Amina ne réalise pas tout de suite ce qu'on lui a fait subir. "Je croyais que c'était normal. Je ne savais pas quel était mon problème. Quand je faisais des choses avec des hommes, je ne ressentais rien, j'étais comme du bois dans le lit."

Pendant longtemps, Amina cherche à savoir. A son arrivée en France, on lui parle de l'excision. À Limoges, Amina participe à des groupes de paroles avec une infirmière psychiatrique. Des échanges qui lui ont permis de verbaliser des souffrances physiques et psychologiques bien enfouies. "Le fait de rencontrer des femmes qui ont subi le même traumatisme qu'elles, peut les sortir de leur isolement et leur permettre de partager autour de ces douleurs. C'est important car c'est un sujet extrêmement tabou dont elles ont rarement, voire jamais parlé", explique Sabine Besse, infirmière de l'équipe mobile psychiatrie-précarité du centre hospitalier Esquirol (Haute-Vienne)

Réparer le corps

Pour ces femmes, une solution existe : elle passe par la réparation chirurgicale, remboursée par la Sécurité Sociale. Elle existe en France depuis 2004.

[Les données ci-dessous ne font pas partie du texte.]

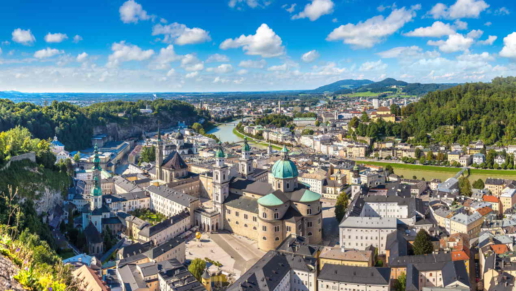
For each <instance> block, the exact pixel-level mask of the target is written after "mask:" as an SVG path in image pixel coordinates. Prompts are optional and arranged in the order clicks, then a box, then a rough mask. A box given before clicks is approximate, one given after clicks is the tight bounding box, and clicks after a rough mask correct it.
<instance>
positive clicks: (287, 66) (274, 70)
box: [267, 63, 288, 72]
mask: <svg viewBox="0 0 516 291" xmlns="http://www.w3.org/2000/svg"><path fill="white" fill-rule="evenodd" d="M286 70H288V65H287V64H286V63H285V64H283V65H278V66H271V67H269V68H268V69H267V71H272V72H274V71H286Z"/></svg>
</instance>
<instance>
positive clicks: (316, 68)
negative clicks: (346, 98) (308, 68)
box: [310, 62, 346, 76]
mask: <svg viewBox="0 0 516 291" xmlns="http://www.w3.org/2000/svg"><path fill="white" fill-rule="evenodd" d="M345 71H346V69H345V68H339V67H337V64H336V63H334V62H329V63H327V64H326V65H324V66H313V67H312V72H311V73H310V75H313V76H336V75H340V74H342V73H344V72H345Z"/></svg>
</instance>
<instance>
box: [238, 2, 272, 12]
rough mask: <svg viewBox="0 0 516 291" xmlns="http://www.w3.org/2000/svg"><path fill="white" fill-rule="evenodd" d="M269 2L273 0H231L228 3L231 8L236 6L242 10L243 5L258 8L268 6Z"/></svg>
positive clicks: (240, 9) (268, 4)
mask: <svg viewBox="0 0 516 291" xmlns="http://www.w3.org/2000/svg"><path fill="white" fill-rule="evenodd" d="M269 4H271V1H269V0H229V2H228V5H229V7H231V8H236V9H238V10H241V9H242V8H243V7H246V6H247V7H250V8H256V7H266V6H268V5H269Z"/></svg>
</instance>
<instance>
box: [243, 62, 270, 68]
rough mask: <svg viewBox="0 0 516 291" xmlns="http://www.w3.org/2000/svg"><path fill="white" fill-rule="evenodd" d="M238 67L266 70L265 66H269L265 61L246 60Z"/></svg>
mask: <svg viewBox="0 0 516 291" xmlns="http://www.w3.org/2000/svg"><path fill="white" fill-rule="evenodd" d="M238 66H239V67H242V68H253V69H263V68H265V66H267V62H266V61H265V60H259V61H253V60H245V61H241V62H240V64H238Z"/></svg>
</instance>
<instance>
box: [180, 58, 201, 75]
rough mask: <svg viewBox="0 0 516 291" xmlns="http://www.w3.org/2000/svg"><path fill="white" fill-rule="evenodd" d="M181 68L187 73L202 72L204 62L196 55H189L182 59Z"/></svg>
mask: <svg viewBox="0 0 516 291" xmlns="http://www.w3.org/2000/svg"><path fill="white" fill-rule="evenodd" d="M181 67H182V68H183V69H185V70H187V71H202V70H203V69H204V62H203V61H201V60H199V59H198V58H197V56H196V55H194V54H187V55H185V56H184V57H183V58H182V59H181Z"/></svg>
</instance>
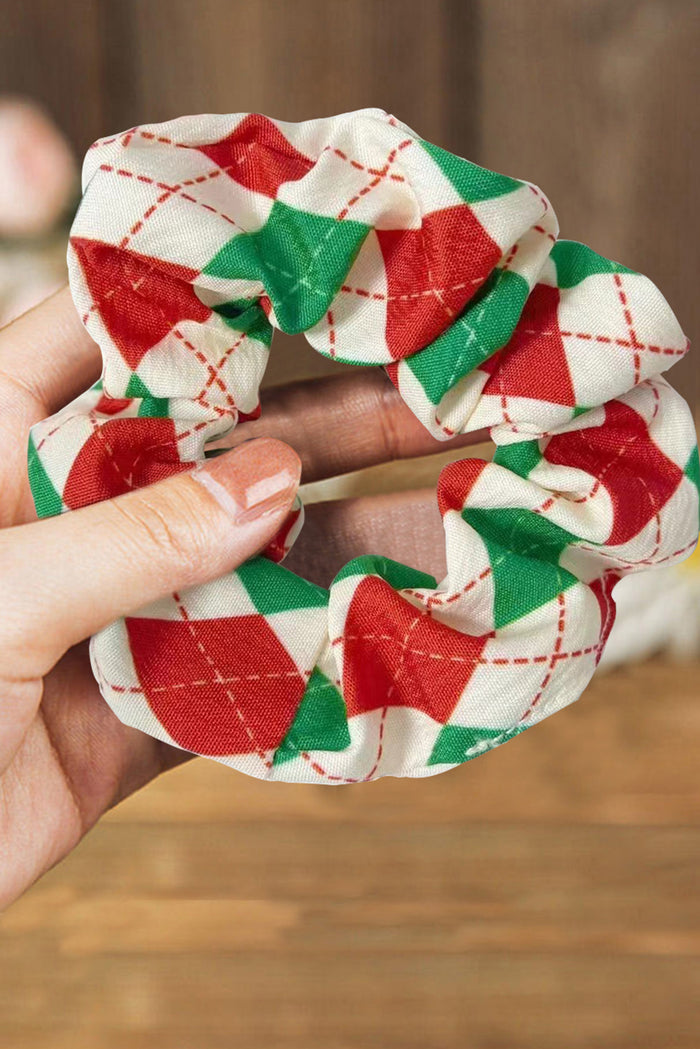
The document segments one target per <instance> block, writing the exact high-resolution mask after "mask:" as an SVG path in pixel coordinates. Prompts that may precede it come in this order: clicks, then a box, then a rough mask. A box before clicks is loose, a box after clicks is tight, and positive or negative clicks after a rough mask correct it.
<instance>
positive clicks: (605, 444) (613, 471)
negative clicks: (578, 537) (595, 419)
mask: <svg viewBox="0 0 700 1049" xmlns="http://www.w3.org/2000/svg"><path fill="white" fill-rule="evenodd" d="M545 457H546V458H547V459H548V461H549V462H550V463H555V464H556V465H557V466H570V467H574V468H576V469H578V470H585V471H586V473H589V474H591V476H592V477H597V478H599V481H600V484H601V485H603V486H604V488H606V489H607V491H608V492H609V494H610V499H611V502H612V505H613V528H612V531H611V533H610V537H609V538H608V540H607V541H608V542H609V543H612V544H613V545H615V544H616V543H620V542H628V541H629V540H630V539H632V538H634V536H635V535H638V534H639V532H640V531H641V530H642V528H644V526H645V525H648V523H649V521H651V520H654V518H655V517H656V515H657V514H658V512H659V510H660V509H661V507H663V505H664V504H665V502H667V501H669V499H670V498H671V496H672V495H673V494H674V492H675V491H676V489H677V488H678V486H679V485H680V483H681V479H682V477H683V471H682V470H681V468H680V467H679V466H678V465H677V464H676V463H674V462H673V459H670V458H669V457H667V456H666V455H664V453H663V452H662V451H661V449H660V448H659V447H658V445H656V444H654V442H653V441H652V437H651V435H650V432H649V428H648V426H646V423H645V421H644V420H643V419H642V416H641V415H640V414H638V412H636V411H634V410H633V409H632V408H630V407H629V406H628V405H625V404H621V403H620V402H619V401H611V402H610V403H609V404H607V405H606V422H604V423H603V424H602V426H593V427H590V428H589V429H587V430H584V431H581V432H571V433H560V434H558V435H556V436H554V437H552V438H551V440H550V442H549V444H548V445H547V448H546V449H545Z"/></svg>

Au CHU de Limoges, cette reconstruction est pratiquée depuis 2019 par Xavier Plainard, urologue, spécialement formé. L'opération, relativement simple, dure une vingtaine de minutes.

"L'excision consiste en l'ablation des organes génitaux externes, notamment le clitoris et les petites lèvres. Au cours de l'excision, c'est juste la partie externe du clitoris qui est amputée. Mais il y a toute la partie interne qui est plus importante. On retire alors les tissus fibreux, on libère le clitoris résiduel de toute la fibrose due à la mutilation et on le réinsère dans sa zone physiologique," explique Xavier Plainard.

Amina s'est fait opérer à Limoges en mars 2019. Une réparation qui a changé sa vie.
 
Ma vie quotidienne était tellement dure, alors pour une fois, j'ai dit oui. Je suis une femme. Je voulais savoir comment les femmes ressentaient les choses. Pendant plus de 30 ans je n'ai pas senti cela. Aujourd'hui, waouh, je suis contente ! Je n'ai plus de douleur, je fais l'amour avec plaisir.

Réparer l'esprit

L'intervention permet de faire disparaître les douleurs et de retrouver une sensibilité et une sexualité normale. Mais toutes les victimes ne font pas ce choix.

"Elles ont fui une coutume qui les met en danger, mais pratiquer une intervention pour tout remettre en question, c'est extrêmement compliqué, avec beaucoup de culpabilité, avec l'acceptation de cette reconstruction pour réinvestir son corps en tant que femme, constate Sabine Besse, cela demande de l'accompagnement." 

En 2019, le gouvernement a lancé un plan de lutte qui prévoit notamment des subventions de plusieurs associations, l'édition d'outils d'information et de prévention ainsi que l'amélioration de la santé mentale et sexuelle des victimes.

Pour Amina, la reconstruction physique et la parole libérée cachent encore pourtant une souffrance. Après un sourire, des larmes : "J'ai encore des nièces qui sont petites, 5 ans, 9 ans, et qui ne sont pas excisées parce que ma soeur n'avait pas l'argent, mais je m'inquiète pour elles."